[STT51-06] Investigation on the traceable calibration of sensors for monitoring the seismic activities based on the international metrology system
Keywords:Calibration, traceability, seismic sensor, infrasound sensor
Sensors to monitor the seismic activity, such as broadband seismic sensors and infrasound sensors based on the micro-barometer are the special types of vibration and acoustic sensor having high sensitivity and covering extremely low frequency. Traditionally, the calibration of such instruments has been separately operated from the international metrology system and the method of calibration is not traceable from the International System of Units (SI). Recently, Comprehensive Nuclear Test Ban Treaty Organization (CTVTO) has mentioned about the necessity of connection of the seismic measurement area to international metrology system. This is because the reliability assurance become more important due to the increase of seismic activities and extension of the international monitoring system (IMS) operated by various independent institutes and countries. Lately, the ISO standard for calibrating the seismic sensor has been published [ISO 16063-42; ISO 16063-43; ISO 16063-45], however these methods are limited to the comparison and in-situ method therefore the reference based on the absolute calibration having the traceability to SI unit is essential.

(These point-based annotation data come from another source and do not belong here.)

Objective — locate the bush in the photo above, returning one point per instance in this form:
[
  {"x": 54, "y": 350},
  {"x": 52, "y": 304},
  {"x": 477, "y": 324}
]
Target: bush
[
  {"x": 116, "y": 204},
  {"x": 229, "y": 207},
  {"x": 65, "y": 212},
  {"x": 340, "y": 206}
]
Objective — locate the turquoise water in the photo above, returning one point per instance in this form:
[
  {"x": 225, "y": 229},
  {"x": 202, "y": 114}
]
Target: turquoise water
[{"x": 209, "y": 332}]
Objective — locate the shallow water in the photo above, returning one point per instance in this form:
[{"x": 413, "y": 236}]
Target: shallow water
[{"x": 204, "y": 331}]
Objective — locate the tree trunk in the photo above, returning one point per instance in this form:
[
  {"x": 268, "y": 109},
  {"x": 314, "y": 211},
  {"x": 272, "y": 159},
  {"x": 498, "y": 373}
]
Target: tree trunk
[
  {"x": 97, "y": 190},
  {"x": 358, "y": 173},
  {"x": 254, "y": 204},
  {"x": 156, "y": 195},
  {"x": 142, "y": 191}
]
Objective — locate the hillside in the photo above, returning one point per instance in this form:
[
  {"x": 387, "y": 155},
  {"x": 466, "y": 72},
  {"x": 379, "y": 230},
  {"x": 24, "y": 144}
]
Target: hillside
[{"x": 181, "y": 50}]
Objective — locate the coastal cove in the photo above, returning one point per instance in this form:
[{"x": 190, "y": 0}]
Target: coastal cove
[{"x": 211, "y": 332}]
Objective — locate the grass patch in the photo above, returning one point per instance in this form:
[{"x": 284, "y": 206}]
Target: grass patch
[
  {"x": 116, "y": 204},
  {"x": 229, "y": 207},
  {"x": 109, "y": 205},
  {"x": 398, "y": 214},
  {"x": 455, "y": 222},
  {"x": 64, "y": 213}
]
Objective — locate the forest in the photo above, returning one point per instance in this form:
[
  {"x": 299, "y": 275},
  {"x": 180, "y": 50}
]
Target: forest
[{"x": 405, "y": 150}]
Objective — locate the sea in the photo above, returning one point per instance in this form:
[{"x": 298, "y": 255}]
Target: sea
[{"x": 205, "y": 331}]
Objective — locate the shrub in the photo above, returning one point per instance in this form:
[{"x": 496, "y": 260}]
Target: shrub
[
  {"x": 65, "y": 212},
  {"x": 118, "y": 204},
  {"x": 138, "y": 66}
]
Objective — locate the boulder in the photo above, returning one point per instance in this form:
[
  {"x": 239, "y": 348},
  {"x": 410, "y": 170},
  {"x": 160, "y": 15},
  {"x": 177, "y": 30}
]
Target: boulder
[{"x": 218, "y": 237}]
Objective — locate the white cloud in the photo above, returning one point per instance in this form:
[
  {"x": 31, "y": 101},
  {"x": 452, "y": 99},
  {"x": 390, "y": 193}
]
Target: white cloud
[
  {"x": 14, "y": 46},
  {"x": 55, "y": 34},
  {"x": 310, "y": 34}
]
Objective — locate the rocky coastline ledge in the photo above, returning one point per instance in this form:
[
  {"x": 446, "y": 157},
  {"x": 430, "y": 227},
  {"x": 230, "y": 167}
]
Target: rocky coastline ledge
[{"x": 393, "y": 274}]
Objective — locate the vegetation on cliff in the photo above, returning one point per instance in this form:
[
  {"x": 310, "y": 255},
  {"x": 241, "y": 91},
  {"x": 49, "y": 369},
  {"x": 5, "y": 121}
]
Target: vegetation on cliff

In this study, the potential primary calibration methods for the seismic sensor and infrasound sensor are investigated with the consideration of traceability to the international metrology system. For the seismic sensor, it is a special type of vibration sensor with high sensitivity for low frequency therefore the primary calibration method for vibration measurement can be applied for the calibration of seismic sensors. Here, the method based on the interferometer [ISO 16063-11] was applied to calibrate the sensitivity of broadband seismic sensors, Streckeisen STS-2 and STS-2.5. The homodyne laser interferometer with quadrature output was applied and displacement as a function of time was estimated by the sine approximation method. To excite the system down to 0.1 Hz, the long-stroke excitation system (SPEKTRA APS-600) was employed. With this system, the absolute sensitivity calibration of seismometer was conducted for 0.1 Hz – 20 Hz range.
The standard of sound-in-air measurement is based on the laboratory standard (LS) microphone [IEC 61094-1] and the primary method for calibration is based on the reciprocity method [IEC 61064-2]. This approach is quite reliable and precise however only applicable to LS microphone. Therefore, the calibration of infrasound sensor can be done by comparison with the LS microphone. However, this approach has several limitations especially for non-audible frequency range, such as low signal-to-noise ratio. The method called laser pistonphone which measure the volume change directly by using the laser interferometer, similar to the vibration was propose as a potential method to overcome this problem. Here, the primary calibration method based on the reciprocity and the laser pistonphone were applied to the calibration of infrasound region down to 2 Hz and the feasibility of these method was investigated. Also, the calibration of infrasound sensor was conducted by the comparison method with the calibrated LS microphone.
As a result, the primary calibration methods for monitoring the seismic activity are investigated and the traceability chain is proposed for these types of sensors.
In this study, the potential primary calibration methods for the seismic sensor and infrasound sensor are investigated with the consideration of traceability to the international metrology system. For the seismic sensor, it is a special type of vibration sensor with high sensitivity for low frequency therefore the primary calibration method for vibration measurement can be applied for the calibration of seismic sensors. Here, the method based on the interferometer [ISO 16063-11] was applied to calibrate the sensitivity of broadband seismic sensors, Streckeisen STS-2 and STS-2.5. The homodyne laser interferometer with quadrature output was applied and displacement as a function of time was estimated by the sine approximation method. To excite the system down to 0.1 Hz, the long-stroke excitation system (SPEKTRA APS-600) was employed. With this system, the absolute sensitivity calibration of seismometer was conducted for 0.1 Hz – 20 Hz range.
The standard of sound-in-air measurement is based on the laboratory standard (LS) microphone [IEC 61094-1] and the primary method for calibration is based on the reciprocity method [IEC 61064-2]. This approach is quite reliable and precise however only applicable to LS microphone. Therefore, the calibration of infrasound sensor can be done by comparison with the LS microphone. However, this approach has several limitations especially for non-audible frequency range, such as low signal-to-noise ratio. The method called laser pistonphone which measure the volume change directly by using the laser interferometer, similar to the vibration was propose as a potential method to overcome this problem. Here, the primary calibration method based on the reciprocity and the laser pistonphone were applied to the calibration of infrasound region down to 2 Hz and the feasibility of these method was investigated. Also, the calibration of infrasound sensor was conducted by the comparison method with the calibrated LS microphone.
As a result, the primary calibration methods for monitoring the seismic activity are investigated and the traceability chain is proposed for these types of sensors.